Biri için, o çok yoksul yardıma ihtiyacı var denildiğinde herkes eline ne gelirse kapıp koşardı.
Ben Üsküdar, Kuzguncuk arası bir mahallede büyüdüm.
Sokağı Üsküdar, arka bahçe duvarı Kuzguncuk korusuna dayalı bir evde kardeşlerimle büyüdüm.
20 adımda okuluma giderdim.
Teyzelerimiz, abilerimiz, ablalarımız vardı.
Herkes birbirini tanırdı, bilirdi.
Biri için, o çok yoksul yardıma ihtiyacı var denildiğinde herkes eline ne gelirse kapıp koşardı.
Parası yok, çocukları var, her şeye ihtiyacı var denildiğinde herkes el ele verir koşardı.
Hiç kimsenin aklına sorgulamak gelmezdi, o doğruydu.
Onun parası yoktu.
Ya şimdi.
Çok güvendiğim biri dedi ki.
Param yok diyen hiç kimseye inanma.
Param yok diye ağlayan insanlara hiç inanma.
Çok şaşırmıştım.
Hatta duygusal anlamda çelişkiye düşüp deyim yerinde ise yıkılmıştım.
Korona dönemi ve arkasından patlayan ekonomik kriz nedeni ile herkes ve her şey çok değişti.
Param hiç yok diyenler, işler çok kötü diyenler çoğaldı.
Şaşırma hikayelerim ile "param yok diyene inanma" duygum böylece başladı.
İnsana kendini çok kötü hissettiren bir duygu.
Aldatılmış duygusu gibi.
Bir kadın bana yazıyor, Funda hanım çocuğum 8 yaşına geldi boyu uzadı büyüdü, yatağına sığmıyor yatak almam lazım hiç param yok alamıyorum.
Hemen Iban yolla, bir yatak alalım dedim.
Sonra akıma geldi Instagram sayfasına baktım, kaşlar microblading yapılmış yay gibi ve bir arabanın önünde çeşit çeşit fotoğrafları var.
Tabi ki para yollamadım.
Yalan dolan yani.
Bir başkası, 2 oğlu var, asgari ücret ile çalışıyor, diyor ki "bak abla elimdeki telefon çatlak kırık ama alamam, zor durumdayım" diye anlatıyor.

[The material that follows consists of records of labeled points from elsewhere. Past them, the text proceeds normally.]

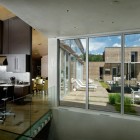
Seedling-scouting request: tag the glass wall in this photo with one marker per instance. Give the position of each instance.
(72, 72)
(104, 73)
(101, 73)
(132, 73)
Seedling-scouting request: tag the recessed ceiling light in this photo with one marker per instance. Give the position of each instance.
(116, 1)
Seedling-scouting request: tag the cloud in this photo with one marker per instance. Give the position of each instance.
(94, 46)
(116, 45)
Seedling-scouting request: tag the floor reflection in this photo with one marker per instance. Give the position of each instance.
(27, 113)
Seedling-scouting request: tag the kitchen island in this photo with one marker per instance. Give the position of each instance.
(9, 93)
(20, 92)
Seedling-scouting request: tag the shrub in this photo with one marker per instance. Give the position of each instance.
(115, 99)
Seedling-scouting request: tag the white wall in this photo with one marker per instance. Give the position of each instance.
(44, 66)
(69, 124)
(52, 71)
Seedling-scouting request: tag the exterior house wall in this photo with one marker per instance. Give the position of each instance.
(113, 55)
(94, 70)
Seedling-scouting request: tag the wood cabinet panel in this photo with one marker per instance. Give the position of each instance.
(18, 63)
(21, 91)
(0, 37)
(17, 37)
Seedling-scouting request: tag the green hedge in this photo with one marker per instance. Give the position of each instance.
(115, 99)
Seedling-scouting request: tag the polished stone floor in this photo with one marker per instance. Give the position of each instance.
(27, 112)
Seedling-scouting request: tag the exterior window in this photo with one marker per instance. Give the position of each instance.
(107, 71)
(95, 73)
(104, 52)
(132, 72)
(72, 63)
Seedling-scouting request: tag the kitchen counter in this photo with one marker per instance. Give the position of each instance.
(16, 85)
(22, 85)
(6, 85)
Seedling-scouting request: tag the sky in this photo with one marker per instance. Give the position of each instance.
(97, 44)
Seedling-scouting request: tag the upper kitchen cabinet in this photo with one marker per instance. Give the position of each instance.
(18, 63)
(0, 37)
(17, 37)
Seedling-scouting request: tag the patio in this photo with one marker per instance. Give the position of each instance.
(98, 99)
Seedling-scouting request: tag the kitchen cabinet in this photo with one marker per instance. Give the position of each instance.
(20, 92)
(0, 37)
(17, 37)
(18, 63)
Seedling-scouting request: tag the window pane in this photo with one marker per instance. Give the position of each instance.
(132, 72)
(72, 63)
(104, 73)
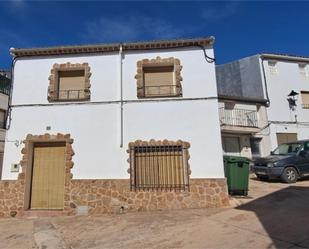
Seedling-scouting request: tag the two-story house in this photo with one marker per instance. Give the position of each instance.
(5, 85)
(263, 102)
(139, 120)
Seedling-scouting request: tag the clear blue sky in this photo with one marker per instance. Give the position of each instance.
(241, 28)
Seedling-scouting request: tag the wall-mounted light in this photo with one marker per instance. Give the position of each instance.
(292, 99)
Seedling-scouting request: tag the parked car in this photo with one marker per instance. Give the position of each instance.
(289, 162)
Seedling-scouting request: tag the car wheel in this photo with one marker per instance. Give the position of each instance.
(289, 175)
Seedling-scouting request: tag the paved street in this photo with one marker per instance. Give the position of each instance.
(274, 215)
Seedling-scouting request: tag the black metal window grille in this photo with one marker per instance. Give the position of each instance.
(71, 94)
(159, 168)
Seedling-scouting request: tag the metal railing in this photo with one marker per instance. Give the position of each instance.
(71, 94)
(2, 125)
(159, 168)
(238, 117)
(161, 91)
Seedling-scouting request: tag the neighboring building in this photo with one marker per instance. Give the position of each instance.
(278, 82)
(131, 112)
(5, 85)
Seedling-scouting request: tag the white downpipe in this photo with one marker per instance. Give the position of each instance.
(121, 96)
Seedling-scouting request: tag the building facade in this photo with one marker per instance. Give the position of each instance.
(139, 120)
(5, 84)
(267, 99)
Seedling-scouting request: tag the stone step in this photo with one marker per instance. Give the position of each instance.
(42, 213)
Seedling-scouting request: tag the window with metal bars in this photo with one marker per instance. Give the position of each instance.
(159, 167)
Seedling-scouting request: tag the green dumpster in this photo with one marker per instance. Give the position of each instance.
(236, 170)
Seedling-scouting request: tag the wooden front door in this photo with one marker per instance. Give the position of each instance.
(47, 187)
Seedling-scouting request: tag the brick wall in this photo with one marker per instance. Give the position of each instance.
(114, 196)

Evde ben sana telefon bakayım diyorum.
Bir bakıyorum oturduğu evi çok para, satın almış.
Akrabalardan borç dert, köyde hayvan sattım diye anlatıyor.

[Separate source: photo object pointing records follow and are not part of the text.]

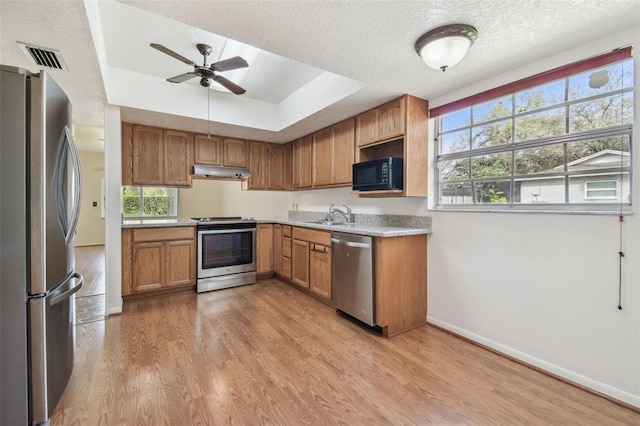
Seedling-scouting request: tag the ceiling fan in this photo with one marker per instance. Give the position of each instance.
(206, 73)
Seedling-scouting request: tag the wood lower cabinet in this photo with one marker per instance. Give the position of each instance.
(286, 251)
(158, 261)
(320, 270)
(400, 274)
(264, 250)
(311, 260)
(277, 249)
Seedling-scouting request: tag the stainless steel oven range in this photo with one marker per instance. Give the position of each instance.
(226, 252)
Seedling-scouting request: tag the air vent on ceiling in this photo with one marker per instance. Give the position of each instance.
(43, 56)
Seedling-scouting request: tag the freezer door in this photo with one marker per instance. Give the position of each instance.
(51, 346)
(54, 186)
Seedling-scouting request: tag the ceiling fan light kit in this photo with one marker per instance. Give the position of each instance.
(444, 47)
(206, 73)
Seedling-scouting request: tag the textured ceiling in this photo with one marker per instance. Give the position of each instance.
(368, 41)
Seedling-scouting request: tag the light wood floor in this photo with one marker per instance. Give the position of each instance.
(90, 299)
(267, 354)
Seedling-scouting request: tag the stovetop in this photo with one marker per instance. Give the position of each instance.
(223, 220)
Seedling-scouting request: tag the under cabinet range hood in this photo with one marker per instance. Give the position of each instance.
(215, 172)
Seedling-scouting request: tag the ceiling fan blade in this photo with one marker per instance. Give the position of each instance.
(229, 64)
(228, 84)
(172, 53)
(182, 77)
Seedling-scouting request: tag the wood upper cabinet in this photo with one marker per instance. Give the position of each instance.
(264, 248)
(333, 154)
(234, 152)
(158, 259)
(300, 263)
(208, 150)
(277, 165)
(257, 165)
(178, 158)
(343, 151)
(301, 159)
(154, 156)
(320, 270)
(402, 132)
(391, 119)
(367, 127)
(147, 155)
(322, 157)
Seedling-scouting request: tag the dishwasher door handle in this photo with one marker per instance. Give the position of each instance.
(350, 243)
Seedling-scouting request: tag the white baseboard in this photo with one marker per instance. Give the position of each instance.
(89, 244)
(572, 376)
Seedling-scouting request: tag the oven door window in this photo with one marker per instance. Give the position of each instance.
(227, 249)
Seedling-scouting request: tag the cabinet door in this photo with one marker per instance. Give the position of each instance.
(276, 155)
(257, 165)
(343, 151)
(127, 148)
(178, 158)
(181, 262)
(208, 150)
(148, 155)
(322, 157)
(320, 270)
(277, 249)
(301, 151)
(300, 263)
(264, 248)
(234, 152)
(367, 127)
(391, 119)
(148, 266)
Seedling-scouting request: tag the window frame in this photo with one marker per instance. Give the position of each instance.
(172, 213)
(586, 190)
(512, 147)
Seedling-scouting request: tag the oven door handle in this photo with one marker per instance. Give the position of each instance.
(225, 231)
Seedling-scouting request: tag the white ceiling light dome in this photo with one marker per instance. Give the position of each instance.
(444, 47)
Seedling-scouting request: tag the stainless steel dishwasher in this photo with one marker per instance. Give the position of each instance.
(352, 275)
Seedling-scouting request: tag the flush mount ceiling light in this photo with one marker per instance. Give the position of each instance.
(444, 47)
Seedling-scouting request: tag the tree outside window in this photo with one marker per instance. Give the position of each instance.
(149, 201)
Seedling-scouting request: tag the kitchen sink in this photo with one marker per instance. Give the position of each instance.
(327, 222)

Bir bakıyorum evini büyütüyor, tam 2 misli inşaata başlamış, en az 400 bin TL para harcıyor.
Yalan dolan yani.
Bir başkası, hiç param yok telefon borcumu ödeyemedim diyor, bir bakıyorsun arabası ile seyahate çıkmış.
Bir başkası, adam kızlarıma doğum günü hediyesi alamadım diye para ima ediyor, başka bir konu için açık açık para istiyor, bir bakıyorum 600 bin TL’ye araba almış.
Allah'ım diyorum.
Bu kadar tuhaf yalancılık olur mu?
Param yok yalancılığı olur mu?
Olur.
Büyüdüğüm mahallem.
Masum geçen yalanın dolanın olmadığı mahallem.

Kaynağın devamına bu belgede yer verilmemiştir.